Host homes

Living in a host home on your ICS placement is undoubtedly one of the most enjoyable parts of the journey. Although daunting at first, after just two weeks, being part of a family is reducing my level of homesickness. It also enables you to get the full cultural exchange and feel part of the community, which would be extremely difficult under any other circumstances.

Having to introduce ourselves in front of 400 people at our host Papa’s church was an experience, especially when he announced that God had blessed him with two beautiful white daughters. The six-hour service full of singing, dancing and audience interaction redefines enjoying a church service. The 30-minute prayer session every evening really brings the family together and having 13 people all pray for your family in the UK is mind blowing. Being able to participate in activities like these gives you a real feel for the culture along with an amazing sense of community involvement.

Kimberley and Abbe introduce themselves to the church 

Next week I will be attempting to kill, pluck, cook and eat a chicken. While many of my peers are disgusted at the idea, I can’t wait to try something I may never have the opportunity to do again. As a return favour, we made our family rice pudding. They absolutely loved it but they had to add salt as it was too sweet, while we added extra sugar. Living in a host home gives you this opportunity to teach and learn.

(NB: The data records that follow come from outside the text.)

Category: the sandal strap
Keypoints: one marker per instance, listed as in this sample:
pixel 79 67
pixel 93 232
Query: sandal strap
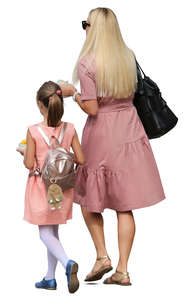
pixel 126 274
pixel 102 257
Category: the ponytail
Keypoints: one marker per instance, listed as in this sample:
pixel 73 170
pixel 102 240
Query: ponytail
pixel 55 110
pixel 50 95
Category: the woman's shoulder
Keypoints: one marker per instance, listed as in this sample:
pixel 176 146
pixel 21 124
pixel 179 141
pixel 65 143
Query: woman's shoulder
pixel 87 61
pixel 70 125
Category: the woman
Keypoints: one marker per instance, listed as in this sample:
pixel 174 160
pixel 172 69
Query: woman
pixel 120 171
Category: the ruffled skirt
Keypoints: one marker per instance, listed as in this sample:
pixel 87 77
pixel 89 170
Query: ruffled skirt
pixel 120 172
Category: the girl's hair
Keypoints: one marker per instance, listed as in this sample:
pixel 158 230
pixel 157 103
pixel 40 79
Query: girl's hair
pixel 50 94
pixel 115 62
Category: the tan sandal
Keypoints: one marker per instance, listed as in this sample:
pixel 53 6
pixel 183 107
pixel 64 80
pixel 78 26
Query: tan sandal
pixel 110 280
pixel 101 271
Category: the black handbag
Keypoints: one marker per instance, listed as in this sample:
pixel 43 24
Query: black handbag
pixel 155 115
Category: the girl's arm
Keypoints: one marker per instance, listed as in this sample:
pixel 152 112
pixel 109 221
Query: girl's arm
pixel 76 147
pixel 29 154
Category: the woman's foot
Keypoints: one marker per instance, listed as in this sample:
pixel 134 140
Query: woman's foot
pixel 120 278
pixel 102 266
pixel 71 273
pixel 46 284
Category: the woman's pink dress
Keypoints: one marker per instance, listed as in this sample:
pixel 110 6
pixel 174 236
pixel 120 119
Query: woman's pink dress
pixel 120 172
pixel 37 209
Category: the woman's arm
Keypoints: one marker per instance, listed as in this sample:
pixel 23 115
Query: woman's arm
pixel 29 154
pixel 90 107
pixel 79 155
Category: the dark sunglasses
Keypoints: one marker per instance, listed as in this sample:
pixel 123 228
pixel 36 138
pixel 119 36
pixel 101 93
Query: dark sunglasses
pixel 85 24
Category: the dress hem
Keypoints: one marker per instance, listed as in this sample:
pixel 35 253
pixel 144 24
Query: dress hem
pixel 122 210
pixel 48 223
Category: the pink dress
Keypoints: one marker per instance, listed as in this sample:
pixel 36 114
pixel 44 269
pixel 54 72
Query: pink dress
pixel 120 172
pixel 37 209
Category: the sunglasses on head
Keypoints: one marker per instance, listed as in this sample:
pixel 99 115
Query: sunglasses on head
pixel 85 24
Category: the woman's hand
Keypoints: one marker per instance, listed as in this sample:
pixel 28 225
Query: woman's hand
pixel 21 151
pixel 67 90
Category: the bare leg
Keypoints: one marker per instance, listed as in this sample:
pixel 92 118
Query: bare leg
pixel 94 222
pixel 126 233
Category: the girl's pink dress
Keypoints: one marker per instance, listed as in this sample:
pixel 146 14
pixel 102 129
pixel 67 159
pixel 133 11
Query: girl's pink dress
pixel 120 172
pixel 37 209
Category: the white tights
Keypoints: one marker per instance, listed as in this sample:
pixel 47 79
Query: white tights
pixel 55 251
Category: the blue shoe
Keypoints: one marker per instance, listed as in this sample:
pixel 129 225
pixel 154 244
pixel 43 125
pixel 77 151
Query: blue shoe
pixel 71 273
pixel 46 284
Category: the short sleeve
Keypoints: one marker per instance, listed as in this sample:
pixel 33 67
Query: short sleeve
pixel 68 136
pixel 31 129
pixel 87 83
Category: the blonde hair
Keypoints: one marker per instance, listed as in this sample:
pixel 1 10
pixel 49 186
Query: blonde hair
pixel 115 62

We have taught our host family ‘SNAP’, ‘Go fish’ and ‘Joker’, the card games that they keep begging us to play, along with teaching our little sister how to create loom bands. They have taught us not to be scared of anything that can’t bite us. Such as the spiders, lizards, rats and chickens that roam around our house and hide in cupboards on a daily basis.

Cultural differences - Part 1

There are some extreme cultural differences between the UK and Malawi, which are so much fun to experience and learn about. 

Our first encounter of roaming into a Malawian village involved hundreds of children swarming around us when we stepped off the bus. Shortly after, a mesmerised UK volunteer reached out their hand and every child pushed and shoved to touch an ‘azungu’ (white person). A phrase we don’t go a day without hearing in rural Africa. The experience was so surreal, not to mention the fascination regarding our hair. A series of events that would never happen in the UK.

The first difference we noticed was the portion sizes… In the UK a common portion of rice is 1-2 serving spoons worth. In Malawi 8-9 is considered normal - enough to cover the entire plate with a few grains falling off! The Malawian volunteers and our host families consistently are worried about our health because we are unable to eat an overloaded plate of rice. Furthermore, Malawian people eat with their hands, it is uncommon to use cutlery. I was unable to complete this task without rice falling everywhere…

Host sister making Nsima at home

Having been here for almost three weeks we are beginning to understand how to cope with GMT (General Malawian Time). If we need to leave at 9:30am then 12:30pm is a more accurate time to prepare for. Although infuriating at times, we have been able to lay down and absorb some vitamin D whilst waiting. Another past time, along with the fact that white skin can burn, which Malawians are unable to comprehend.

In the UK it is common for us to consume chips at dinner time, often with fish. However, in Malawi their ‘English’ breakfast includes chips and it is common to be prepared on a Sunday. When we suggested chips in the evening the Malawians were shocked and said it was English to have the chips for breakfast!

Overall as a group of UK volunteers, we have and will continue to enjoy learning and teaching about the cultural differences between our two countries.